Today was mostly all spent on data analysis, as well as some work on the app. On the app front, I realized that the accelerometer data we are collecting really is not what we are looking for: we want to find how that accelerometer data correlates to a physical principle, in our case the characters per second, or cps, of the user. I calculated the cps, and added the option, triggered by a switchable boolean, to pass either this data, or the original raw accelerometer data to the data analyzer. I really do think this is the way to go though, as it is a more concrete value.

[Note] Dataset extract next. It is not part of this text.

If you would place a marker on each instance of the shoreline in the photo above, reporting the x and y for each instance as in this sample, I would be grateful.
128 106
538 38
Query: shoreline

I then went back to working on the data analyzer, and decided that I wanted to just redo it, because I realized that our goal with the data analyzer had been fundamentally flawed. We had been creating an analyzer for a single ID, thinking we would eventually update it to “talk” with other users data, but in our current implementation this would be very difficult. Because of this, I plan to simplify the data to just be focused on a single user, and instead of just creating tons of metrics for metrics sake, I will instead be creating only metrics that make sense in the scope of our project, especially as we don’t have a ton of time left, considering we will be running our study next week. Basically, the biggest thing we want to find from each text, is an average z-score for each word, averaged across all users, indicating the deviation of the cps at that word compared to the average cps across the whole text per user. This will give a numerical indication of each word’s difficulty, as well as the associated deviation from which we can derive the certainty of our results. I don’t think it will actually be that difficult to implement, but I will work on it tomorrow. One thing of note is that I have decided to disregard negative cps from the cps per word, because I think the negative cps constitutes part of the second cps instance’s whole. I will make a metric that compares first viewing, second viewing and average viewing against the cps, but not negative viewings.
Oh, and finally, I want to implement a noise filter on the accelerometer data as it is very noisy, but I don’t understand any of the ones I looked up (Kalman filter, what are you?!!?!), so I will try to figure that out tomorrow as well.